The auto industry crisis hit the aftermarket in the top five European countries hard last year, slashing sector revenues by 9.3 billion euros or 2.7 percent as both volumes and unit prices fell, according to the London-based Datamonitor research firm.
Andrew Jackson, who follows the auto industry for Datamonitor, estimates that the crisis will lead to a shakeout of more than 15,000 of Europe's 906,000 aftermarket outlets by 2013 as smaller ones fail, merge or as chains pare the number of their service points.
A growing need to install more sophisticated machinery and hire expert mechanics as vehicles become more complex means that weaker outlets will find it increasingly difficult to stay in business, Datamonitor says.
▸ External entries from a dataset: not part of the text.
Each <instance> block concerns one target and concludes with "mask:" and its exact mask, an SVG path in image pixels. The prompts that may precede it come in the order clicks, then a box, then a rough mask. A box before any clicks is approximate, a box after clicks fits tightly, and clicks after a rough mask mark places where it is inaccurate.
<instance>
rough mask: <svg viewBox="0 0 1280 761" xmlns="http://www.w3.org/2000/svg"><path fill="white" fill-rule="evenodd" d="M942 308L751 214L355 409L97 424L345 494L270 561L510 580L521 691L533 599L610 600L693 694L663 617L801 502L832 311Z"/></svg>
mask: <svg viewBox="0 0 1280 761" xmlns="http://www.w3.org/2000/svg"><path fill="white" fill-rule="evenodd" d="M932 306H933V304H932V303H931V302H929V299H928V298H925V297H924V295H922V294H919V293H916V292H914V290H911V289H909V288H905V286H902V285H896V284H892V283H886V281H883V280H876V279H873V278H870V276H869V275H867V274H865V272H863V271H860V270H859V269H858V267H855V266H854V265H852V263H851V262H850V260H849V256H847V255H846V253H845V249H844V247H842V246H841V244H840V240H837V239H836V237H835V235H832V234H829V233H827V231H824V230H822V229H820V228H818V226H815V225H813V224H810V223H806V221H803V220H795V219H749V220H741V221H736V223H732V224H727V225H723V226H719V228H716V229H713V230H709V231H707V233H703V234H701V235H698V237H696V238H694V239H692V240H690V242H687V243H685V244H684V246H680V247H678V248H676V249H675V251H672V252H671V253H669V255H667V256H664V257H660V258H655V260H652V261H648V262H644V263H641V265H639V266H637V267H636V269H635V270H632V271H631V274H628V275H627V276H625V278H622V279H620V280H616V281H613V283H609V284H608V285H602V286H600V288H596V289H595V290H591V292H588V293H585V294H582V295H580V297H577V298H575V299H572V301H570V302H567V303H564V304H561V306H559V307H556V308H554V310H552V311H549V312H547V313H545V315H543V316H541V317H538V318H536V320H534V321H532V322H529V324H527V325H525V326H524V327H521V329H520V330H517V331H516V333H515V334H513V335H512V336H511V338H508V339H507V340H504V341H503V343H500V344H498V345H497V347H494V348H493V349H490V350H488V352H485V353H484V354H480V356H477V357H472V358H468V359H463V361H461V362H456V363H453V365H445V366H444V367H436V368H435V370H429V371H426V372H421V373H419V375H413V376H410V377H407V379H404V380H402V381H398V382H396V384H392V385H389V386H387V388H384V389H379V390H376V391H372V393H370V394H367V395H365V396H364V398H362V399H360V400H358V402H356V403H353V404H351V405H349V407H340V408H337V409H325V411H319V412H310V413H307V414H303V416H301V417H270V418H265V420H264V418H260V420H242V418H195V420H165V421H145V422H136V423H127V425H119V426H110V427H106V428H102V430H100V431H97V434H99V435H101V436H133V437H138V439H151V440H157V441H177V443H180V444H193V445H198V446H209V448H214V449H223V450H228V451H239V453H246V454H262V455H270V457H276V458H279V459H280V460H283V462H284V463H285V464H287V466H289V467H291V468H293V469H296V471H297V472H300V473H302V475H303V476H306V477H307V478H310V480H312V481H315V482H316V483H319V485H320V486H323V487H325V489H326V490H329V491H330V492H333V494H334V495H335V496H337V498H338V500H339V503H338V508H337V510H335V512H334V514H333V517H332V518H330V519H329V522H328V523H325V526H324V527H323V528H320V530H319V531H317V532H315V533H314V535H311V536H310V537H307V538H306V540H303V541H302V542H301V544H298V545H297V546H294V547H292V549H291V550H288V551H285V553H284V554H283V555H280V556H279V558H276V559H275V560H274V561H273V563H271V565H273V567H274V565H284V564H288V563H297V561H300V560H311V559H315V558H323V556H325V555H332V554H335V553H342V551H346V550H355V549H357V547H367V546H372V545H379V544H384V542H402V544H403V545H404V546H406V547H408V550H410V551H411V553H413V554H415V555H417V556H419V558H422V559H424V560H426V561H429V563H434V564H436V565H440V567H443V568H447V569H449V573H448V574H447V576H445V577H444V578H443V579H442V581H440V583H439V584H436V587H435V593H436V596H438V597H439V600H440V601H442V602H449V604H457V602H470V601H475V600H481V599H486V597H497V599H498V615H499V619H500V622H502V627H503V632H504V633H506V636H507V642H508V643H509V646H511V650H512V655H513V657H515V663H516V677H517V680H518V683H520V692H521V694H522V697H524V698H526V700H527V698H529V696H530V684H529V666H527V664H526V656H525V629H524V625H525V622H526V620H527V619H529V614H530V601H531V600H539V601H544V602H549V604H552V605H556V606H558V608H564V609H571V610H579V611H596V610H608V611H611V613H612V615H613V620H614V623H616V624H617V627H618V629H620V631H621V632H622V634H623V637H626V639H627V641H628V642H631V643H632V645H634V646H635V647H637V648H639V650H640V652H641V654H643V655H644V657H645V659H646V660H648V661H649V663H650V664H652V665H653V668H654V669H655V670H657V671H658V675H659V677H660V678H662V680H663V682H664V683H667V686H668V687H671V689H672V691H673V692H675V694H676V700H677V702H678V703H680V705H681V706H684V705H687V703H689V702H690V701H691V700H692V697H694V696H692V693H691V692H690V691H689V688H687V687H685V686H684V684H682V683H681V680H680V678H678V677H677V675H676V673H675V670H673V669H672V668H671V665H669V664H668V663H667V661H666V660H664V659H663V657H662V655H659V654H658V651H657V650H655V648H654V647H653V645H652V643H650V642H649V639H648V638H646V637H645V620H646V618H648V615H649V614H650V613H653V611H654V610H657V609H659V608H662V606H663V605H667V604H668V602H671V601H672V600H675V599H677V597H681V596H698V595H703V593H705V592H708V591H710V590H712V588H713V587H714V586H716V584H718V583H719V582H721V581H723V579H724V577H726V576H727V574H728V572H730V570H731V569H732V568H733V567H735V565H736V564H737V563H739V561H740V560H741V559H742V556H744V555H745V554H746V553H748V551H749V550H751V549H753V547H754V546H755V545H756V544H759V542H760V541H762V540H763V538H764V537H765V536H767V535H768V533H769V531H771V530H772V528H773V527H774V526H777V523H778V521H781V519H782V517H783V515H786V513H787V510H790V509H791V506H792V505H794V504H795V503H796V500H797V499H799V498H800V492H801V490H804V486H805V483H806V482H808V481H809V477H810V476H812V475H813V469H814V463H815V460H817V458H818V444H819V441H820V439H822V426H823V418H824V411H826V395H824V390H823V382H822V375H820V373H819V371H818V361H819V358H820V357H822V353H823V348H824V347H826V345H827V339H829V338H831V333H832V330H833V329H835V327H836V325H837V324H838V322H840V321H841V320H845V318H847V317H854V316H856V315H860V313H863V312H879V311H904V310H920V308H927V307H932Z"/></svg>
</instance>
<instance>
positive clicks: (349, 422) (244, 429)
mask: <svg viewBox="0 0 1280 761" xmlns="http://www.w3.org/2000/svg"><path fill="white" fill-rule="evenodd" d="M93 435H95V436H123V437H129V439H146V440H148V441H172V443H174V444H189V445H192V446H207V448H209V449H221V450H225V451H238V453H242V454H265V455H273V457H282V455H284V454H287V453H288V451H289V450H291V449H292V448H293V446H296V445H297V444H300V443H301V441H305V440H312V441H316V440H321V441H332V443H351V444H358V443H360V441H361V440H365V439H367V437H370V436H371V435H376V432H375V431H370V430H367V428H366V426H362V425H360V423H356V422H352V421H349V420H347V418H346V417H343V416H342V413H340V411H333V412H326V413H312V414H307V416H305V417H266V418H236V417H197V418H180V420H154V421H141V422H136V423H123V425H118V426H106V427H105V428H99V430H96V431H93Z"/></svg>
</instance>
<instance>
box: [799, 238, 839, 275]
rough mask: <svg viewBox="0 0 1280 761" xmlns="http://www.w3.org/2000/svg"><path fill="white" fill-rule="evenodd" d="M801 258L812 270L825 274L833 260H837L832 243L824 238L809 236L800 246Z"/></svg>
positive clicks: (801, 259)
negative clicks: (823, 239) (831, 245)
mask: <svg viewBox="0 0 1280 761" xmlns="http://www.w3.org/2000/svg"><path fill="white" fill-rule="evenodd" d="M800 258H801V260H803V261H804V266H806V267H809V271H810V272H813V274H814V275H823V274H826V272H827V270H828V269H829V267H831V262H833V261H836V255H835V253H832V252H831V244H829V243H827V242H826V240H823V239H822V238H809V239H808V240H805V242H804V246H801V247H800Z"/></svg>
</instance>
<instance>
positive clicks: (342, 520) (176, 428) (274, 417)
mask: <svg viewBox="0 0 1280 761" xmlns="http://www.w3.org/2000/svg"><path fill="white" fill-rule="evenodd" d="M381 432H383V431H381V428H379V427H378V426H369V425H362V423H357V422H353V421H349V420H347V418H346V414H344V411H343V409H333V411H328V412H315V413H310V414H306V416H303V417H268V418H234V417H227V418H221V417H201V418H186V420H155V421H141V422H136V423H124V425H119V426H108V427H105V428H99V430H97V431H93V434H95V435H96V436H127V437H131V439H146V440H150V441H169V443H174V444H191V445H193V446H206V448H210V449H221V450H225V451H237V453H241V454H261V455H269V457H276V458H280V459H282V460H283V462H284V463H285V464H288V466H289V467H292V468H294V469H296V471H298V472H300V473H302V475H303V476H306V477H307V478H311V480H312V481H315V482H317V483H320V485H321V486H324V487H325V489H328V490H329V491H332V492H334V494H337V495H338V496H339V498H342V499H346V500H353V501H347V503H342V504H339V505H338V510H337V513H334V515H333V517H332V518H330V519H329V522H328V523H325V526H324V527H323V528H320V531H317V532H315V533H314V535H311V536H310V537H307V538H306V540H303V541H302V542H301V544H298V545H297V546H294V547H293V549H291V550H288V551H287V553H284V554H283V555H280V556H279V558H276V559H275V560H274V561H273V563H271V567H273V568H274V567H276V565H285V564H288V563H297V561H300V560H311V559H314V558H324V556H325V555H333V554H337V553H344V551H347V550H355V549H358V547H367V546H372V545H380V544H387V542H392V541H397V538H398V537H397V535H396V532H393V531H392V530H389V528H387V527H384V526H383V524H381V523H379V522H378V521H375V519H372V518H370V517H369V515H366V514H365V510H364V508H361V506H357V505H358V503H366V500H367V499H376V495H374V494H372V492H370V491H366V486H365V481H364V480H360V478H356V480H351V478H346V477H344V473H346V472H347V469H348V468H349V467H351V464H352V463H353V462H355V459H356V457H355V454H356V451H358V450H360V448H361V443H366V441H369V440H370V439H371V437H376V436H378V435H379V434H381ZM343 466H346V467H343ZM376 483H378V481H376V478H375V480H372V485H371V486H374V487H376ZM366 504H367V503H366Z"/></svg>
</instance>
“More skilled labor and more technical machinery is just all very costly,” says Jackson, Datamonitor's lead automotive analyst.
But Jackson says independent service chains stand to be clear winners from the auto-industry downturn.
“They traditionally undercut the prices of the automakers' service outlets, and savvy motorists are switching to them,” he said. “As such they should recover faster in the long run.”
Small repair shops with a neighbourhood identity also will do well if they are well capitalized and price competitive, he says, because many car owners are reluctant to drive far from home for service.
Despite the lingering effects of the recession, the aftermarket in the five biggest markets is set to grow 5.7 percent by 2013 to 204 billion euros, Datamonitor estimates.
Growing consumer confidence will boost sales and expand the total car parc by 6.4 percent to about 311 million units by 2013, the firm estimates. At the same time, parts sales are expected to increase by 6.3 percent to 126.4 billion euros while the demand for more skilled labor will increase shop-labor revenue by 4.9 percent to 78.5 billion euros.
“The largest amount of automakers' profit still comes from the aftermarket,” says Jackson. “It's the reason why most manufacturers are still alive.”